Schema design — bRRAIn Docs

Designing effective schemas for graph-based retrieval: ER modeling, record types, validation, and common patterns.

Schema design

Because bRRAIn is schema-agnostic at ingestion, it's tempting to dump raw payloads and call it done. That works — but thoughtful schema design dramatically improves retrieval quality and graph richness. This guide covers the patterns worth adopting.

Core principle: schemas are relationships

In a traditional database, "schema" means tables and columns. In bRRAIn, schema means which POPE entities your records connect to and how those connections are named. The graph is where queries happen, so the graph is where your schema lives.

Record types

Every record has a type field. Treat types as a controlled vocabulary — pick a small, stable set and document them.

Good examples:

  • article
  • contract
  • patient_encounter
  • transaction
  • telemetry_reading

Avoid:

  • Overly generic types like data or item — the graph can't disambiguate
  • Type names that change frequently — past records become orphaned

Properties

Treat properties as first-class schema:

  • Identifiers — IDs, slugs, external references (always use string, not int, for portability)
  • Classifications — short enum values (status, severity, classification)
  • Freeform content — the main body; indexed for semantic and full-text search
  • Temporal fields — ISO 8601 strings in UTC
  • Numeric metrics — for filtering and sorting

Name properties in snake_case, consistently.

Type constraints and validation

Define a schema per type in content/schemas/<type>.json:

{
    "type": "contract",
    "required": ["title", "parties", "effective_date"],
    "properties": {
        "title":          {"type": "string", "maxLength": 200},
        "parties":        {"type": "array", "items": {"type": "string"}},
        "effective_date": {"type": "string", "format": "date"},
        "expires_on":     {"type": "string", "format": "date"},
        "amount":         {"type": "number"}
    }
}

The Handler validates records against the schema before writing, returning sdk.ErrValidation on failure.

Designing for optimal retrieval

Include entity hints

Always name POPE entities explicitly when you know them:

record := map[string]any{
    "type":     "contract",
    "title":    "MSA with Acme Corp",
    "parties":  []string{"org:acme-corp", "org:our-co"},
    "owner":    "person:alice@firm.io",
    "jurisdiction": "place:delaware",
    "signed_at":   "2026-03-15",
}

The Handler extracts entities automatically, but explicit hints yield faster, more accurate graph connections.

Use stable identifiers

If your record references another record or entity, use the canonical ID:

  • Good: "author": "person:alice-uuid" or "account": "org:acme-corp"
  • Avoid: "author_name": "Alice" alone — ambiguous when two Alices exist

Denormalize for readability

Include the human-readable fields alongside IDs.
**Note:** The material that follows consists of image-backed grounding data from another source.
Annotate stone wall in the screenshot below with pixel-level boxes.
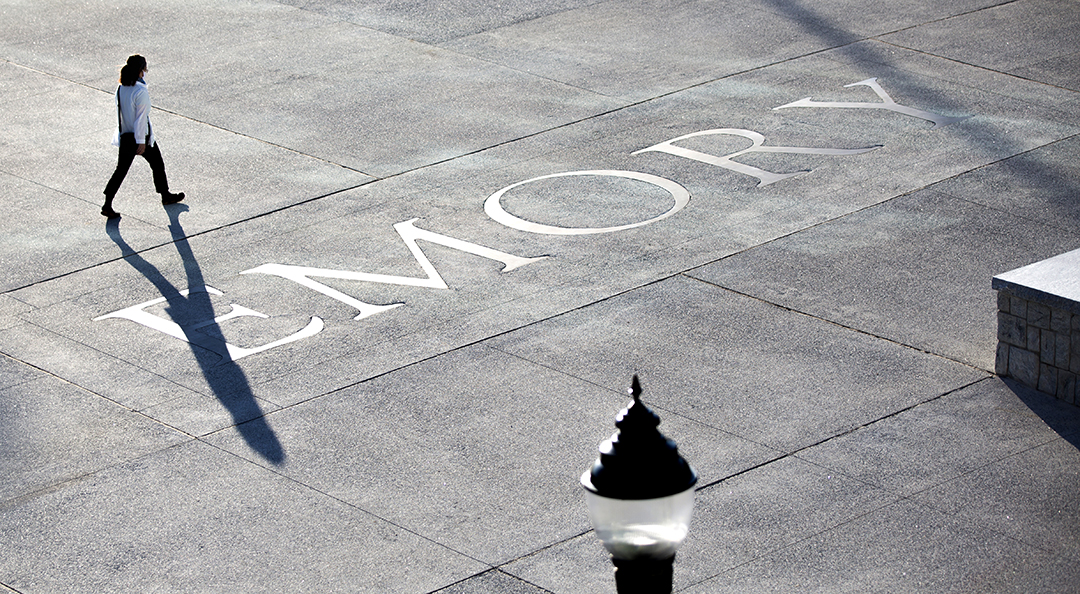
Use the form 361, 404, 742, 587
996, 290, 1078, 405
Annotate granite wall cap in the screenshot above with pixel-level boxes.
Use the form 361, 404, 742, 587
993, 248, 1080, 315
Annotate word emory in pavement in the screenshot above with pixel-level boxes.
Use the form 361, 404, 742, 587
96, 78, 970, 361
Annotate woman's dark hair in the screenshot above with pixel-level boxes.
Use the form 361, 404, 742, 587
119, 55, 146, 86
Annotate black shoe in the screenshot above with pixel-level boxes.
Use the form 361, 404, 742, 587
161, 192, 185, 205
101, 206, 121, 219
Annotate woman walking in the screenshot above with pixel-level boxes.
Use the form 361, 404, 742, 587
101, 55, 184, 218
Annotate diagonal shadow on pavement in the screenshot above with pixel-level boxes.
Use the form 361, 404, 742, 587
104, 207, 285, 465
1007, 378, 1080, 450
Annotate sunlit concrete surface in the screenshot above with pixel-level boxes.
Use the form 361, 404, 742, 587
1, 0, 1079, 591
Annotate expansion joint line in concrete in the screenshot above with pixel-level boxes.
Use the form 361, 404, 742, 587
429, 568, 557, 594
0, 319, 197, 437
873, 35, 1078, 94
867, 0, 1080, 95
0, 437, 192, 514
869, 0, 1021, 38
194, 435, 494, 573
0, 179, 378, 297
0, 321, 215, 451
684, 273, 989, 375
936, 133, 1080, 234
257, 271, 675, 417
677, 497, 903, 592
667, 375, 997, 590
693, 375, 993, 495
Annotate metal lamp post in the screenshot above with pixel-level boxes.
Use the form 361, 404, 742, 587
581, 376, 698, 594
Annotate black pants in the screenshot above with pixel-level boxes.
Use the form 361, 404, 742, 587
103, 133, 170, 201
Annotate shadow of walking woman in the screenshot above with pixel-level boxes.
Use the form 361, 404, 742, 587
104, 207, 285, 465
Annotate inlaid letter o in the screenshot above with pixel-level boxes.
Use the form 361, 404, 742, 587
484, 170, 690, 236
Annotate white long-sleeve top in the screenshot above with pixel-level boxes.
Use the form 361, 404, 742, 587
111, 80, 154, 147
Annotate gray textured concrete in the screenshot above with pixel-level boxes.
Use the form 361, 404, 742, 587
2, 0, 1079, 592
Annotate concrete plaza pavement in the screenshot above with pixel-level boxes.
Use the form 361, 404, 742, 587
2, 0, 1080, 591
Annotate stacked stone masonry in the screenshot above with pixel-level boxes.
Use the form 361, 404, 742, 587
996, 290, 1079, 405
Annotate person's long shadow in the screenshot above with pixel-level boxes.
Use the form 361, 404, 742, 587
106, 207, 285, 465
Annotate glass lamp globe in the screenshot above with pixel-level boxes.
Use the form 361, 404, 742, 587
581, 376, 698, 562
582, 485, 695, 561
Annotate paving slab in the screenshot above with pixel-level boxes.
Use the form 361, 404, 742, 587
797, 377, 1080, 497
0, 353, 41, 391
0, 296, 32, 332
277, 0, 606, 45
911, 397, 1080, 561
681, 498, 1068, 593
0, 321, 208, 413
748, 0, 1001, 38
0, 441, 485, 593
0, 365, 186, 503
0, 172, 164, 294
936, 136, 1080, 241
688, 188, 1080, 370
0, 0, 332, 85
880, 0, 1080, 92
924, 441, 1080, 558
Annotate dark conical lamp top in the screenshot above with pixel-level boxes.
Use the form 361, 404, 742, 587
581, 376, 698, 500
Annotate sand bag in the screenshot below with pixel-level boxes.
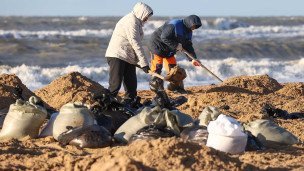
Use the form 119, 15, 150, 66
198, 106, 221, 126
0, 97, 47, 140
39, 112, 59, 137
114, 106, 193, 143
53, 102, 95, 140
114, 107, 161, 143
165, 66, 187, 84
58, 125, 112, 148
243, 119, 299, 145
206, 114, 248, 154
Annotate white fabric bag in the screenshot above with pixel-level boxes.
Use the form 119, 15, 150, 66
52, 102, 95, 140
206, 114, 247, 154
0, 97, 47, 139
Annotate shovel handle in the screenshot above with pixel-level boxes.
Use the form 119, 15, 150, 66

The graph uses IDs; the search snippets use the names:

{
    "author":      "person:alice-uuid",
    "author_name": "Alice Chen",
}

Common patterns

Pattern A — hierarchical

Use parent and children pointers. Example: a project has many milestones, each has many tasks.

{
    "type":     "task",
    "parent":   "milestone:ms-234",
    "title":    "Deploy to staging",
    "assignee": "person:alice",
}

Pattern B — network

Use arrays of linked entity IDs. Example: a meeting links to many attendees and decisions.

{
    "type":      "meeting",
    "title":     "Q2 planning",
    "attendees": []string{"person:alice", "person:bob"},
    "decisions": []string{"decision:dec-123"},
    "held_at":   "2026-04-10T15:00:00Z",
}

Pattern C — event-sourcing

Store immutable events; compute current state by replay or by maintaining a projection.

{
    "type":       "order_event",
    "event":      "status_changed",
    "order_id":   "order:o-234",
    "from":       "pending",
    "to":         "shipped",
    "actor":      "person:alice",
    "occurred_at": "2026-04-16T09:12:00Z",
}

Anti-patterns to avoid

  • Deeply nested payloads — Graph traversal can't see into nested JSON. Flatten or store as separate records.
  • Giant blobs — A 50 MB JSON record is technically allowed but hurts retrieval. Store the blob in the Document Portal and reference it from a record.
  • Generic "data" payloads — The Handler can't classify what you don't name. Always use a specific type.
  • Non-ASCII IDs — Stick to [a-z0-9-]. Unicode IDs break downstream tooling.
  • Mutating IDs — Once a record has an ID, treat it as permanent. Renames should create a new record and a renamed_to edge.

Evolving schemas

When you need to change a schema:

  1. Bump the schema version in content/schemas/<type>.json.
  2. Write a migration transformer (see Data ingestion transformers).
  3. Reingest old records: brrain docs reingest --type contract.

The Handler honors the most recent schema version but preserves historical records under their original version in the audit log.